To keep up religion of the church of England as near as may be; to be obedient to the king and to do justice after the form of the laws of England; and not to injure the natives; and to forget old quarrels now buried:*
To be industrious, and suppress drunkenness, gaming, and excess in clothes; not to permit any but the council and heads of hundreds to wear gold in their clothes, or to wear silk till they make it themselves:
Not to offend any foreign princes; to punish piracies; to build fortresses and block-houses at the mouths of the rivers:
To use means to convert the heathens, viz.: to converse with some each town to teach some children fit for the college intended to be built:
After Sir George Yeardly has gathered the present year's crop, he is to deliver to Sir Francis Wyatt, the hundred tenants belonging to the governor's place: Yeardley's government to expire the 18th November next, and then Wyatt to be published governor; to swear the council:
George Sandis appointed treasurer, and he is to put in execution all orders of court about staple commodities; to whom is allotted fifteen hundred acres and fifty tenants. To the marshall, Sir William Newce, the same.
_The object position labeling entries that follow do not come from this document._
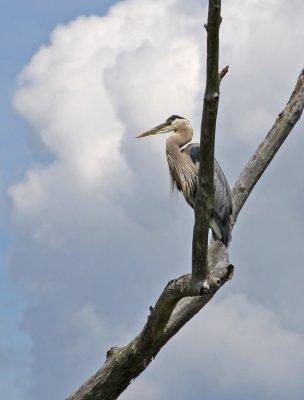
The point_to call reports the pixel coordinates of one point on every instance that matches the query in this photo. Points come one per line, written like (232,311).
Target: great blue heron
(184,165)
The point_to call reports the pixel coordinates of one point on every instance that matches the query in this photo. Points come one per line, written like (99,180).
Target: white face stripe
(180,124)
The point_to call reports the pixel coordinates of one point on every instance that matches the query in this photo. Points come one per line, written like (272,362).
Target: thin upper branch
(269,147)
(205,193)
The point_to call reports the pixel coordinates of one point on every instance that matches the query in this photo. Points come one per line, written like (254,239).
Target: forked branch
(181,299)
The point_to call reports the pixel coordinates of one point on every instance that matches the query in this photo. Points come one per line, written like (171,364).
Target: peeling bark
(183,297)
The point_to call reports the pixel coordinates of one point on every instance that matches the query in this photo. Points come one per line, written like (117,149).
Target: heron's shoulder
(193,150)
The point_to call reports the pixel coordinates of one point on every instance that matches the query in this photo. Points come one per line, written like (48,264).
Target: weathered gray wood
(269,147)
(179,301)
(182,298)
(205,192)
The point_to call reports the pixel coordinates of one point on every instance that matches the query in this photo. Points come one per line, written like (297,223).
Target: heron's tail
(220,230)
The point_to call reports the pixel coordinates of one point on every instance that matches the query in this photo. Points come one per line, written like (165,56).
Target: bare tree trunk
(183,297)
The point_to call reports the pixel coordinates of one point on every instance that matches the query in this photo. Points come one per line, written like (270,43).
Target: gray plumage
(183,164)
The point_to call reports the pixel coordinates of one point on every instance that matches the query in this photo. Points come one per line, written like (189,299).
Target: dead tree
(185,296)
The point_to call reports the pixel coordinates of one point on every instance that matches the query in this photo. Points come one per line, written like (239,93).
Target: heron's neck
(178,140)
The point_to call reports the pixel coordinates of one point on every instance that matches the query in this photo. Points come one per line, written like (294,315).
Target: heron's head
(175,123)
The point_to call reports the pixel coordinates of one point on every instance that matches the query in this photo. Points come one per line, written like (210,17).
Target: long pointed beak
(162,128)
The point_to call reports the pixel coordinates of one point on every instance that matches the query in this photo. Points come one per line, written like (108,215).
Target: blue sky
(25,26)
(89,232)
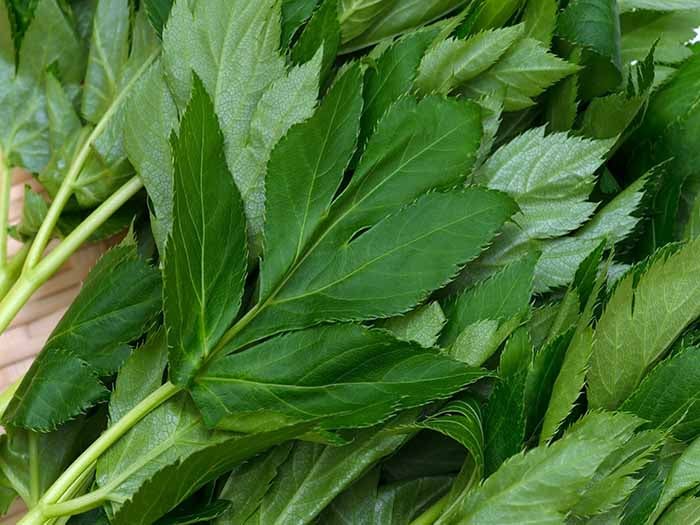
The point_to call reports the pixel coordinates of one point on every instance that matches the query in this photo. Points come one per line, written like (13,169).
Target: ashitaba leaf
(421,262)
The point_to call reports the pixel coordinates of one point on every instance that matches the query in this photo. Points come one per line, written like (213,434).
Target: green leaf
(572,375)
(311,157)
(595,26)
(540,18)
(202,513)
(667,5)
(542,485)
(683,476)
(672,385)
(150,118)
(158,12)
(368,503)
(423,325)
(30,462)
(322,32)
(460,420)
(366,22)
(524,72)
(391,76)
(684,510)
(50,39)
(249,482)
(504,424)
(313,475)
(500,298)
(669,30)
(354,378)
(636,329)
(294,14)
(109,50)
(118,300)
(359,281)
(206,256)
(541,378)
(613,223)
(551,186)
(453,62)
(236,43)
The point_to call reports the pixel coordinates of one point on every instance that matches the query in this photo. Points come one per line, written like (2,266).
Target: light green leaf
(50,39)
(109,50)
(542,485)
(151,116)
(313,475)
(452,62)
(311,160)
(595,26)
(206,256)
(391,76)
(524,72)
(427,241)
(368,503)
(366,22)
(672,29)
(637,327)
(354,377)
(236,43)
(540,18)
(613,223)
(684,476)
(550,177)
(423,325)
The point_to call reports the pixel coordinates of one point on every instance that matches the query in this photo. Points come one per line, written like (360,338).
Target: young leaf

To the physician five hundred acres and twenty tenants; the same to the secretary:
To review the commissions to Sir George Yeardley, governor, and the council, dated 18th November, 1618, for dividing the colony into cities, boroughs, &c., and to observe all former instructions (a copy whereof was sent) if they did not contradict the present; and all orders of court (made in England):
To make a catalogue of the people in every plantation, and their conditions; and of deaths, marriages and christenings:
To take care of dead persons' estates for the right owners; to keep a list of all cattle and cause the secretary to return copies of the premises once a year:
To take care of every plantation upon the death of their chief; not to plant above one hundred pounds of tobacco per head;† to sow great quantities of corn for their own use, and to support the multitudes to be sent yearly; to inclose lands; to keep cows, swine, poultry, &c., and particularly kyne, which are not to be killed yet:
Next to corn, plant mulbury trees, and make silk, and take
*It appears that at a very early period of the colony, they were desirous of cultivating a friendly understanding with the natives of the country. Unfortunately, however, for our ancestors, and for the Indians themselves, this friendly disposition was never of long duration.
†This order strikes the author as one of a singular character. It certainly requires great judgment and experience of the planter to decide what number of plants would make his 100 lbs. of tobacco, considering the casualties to which his crop was liable.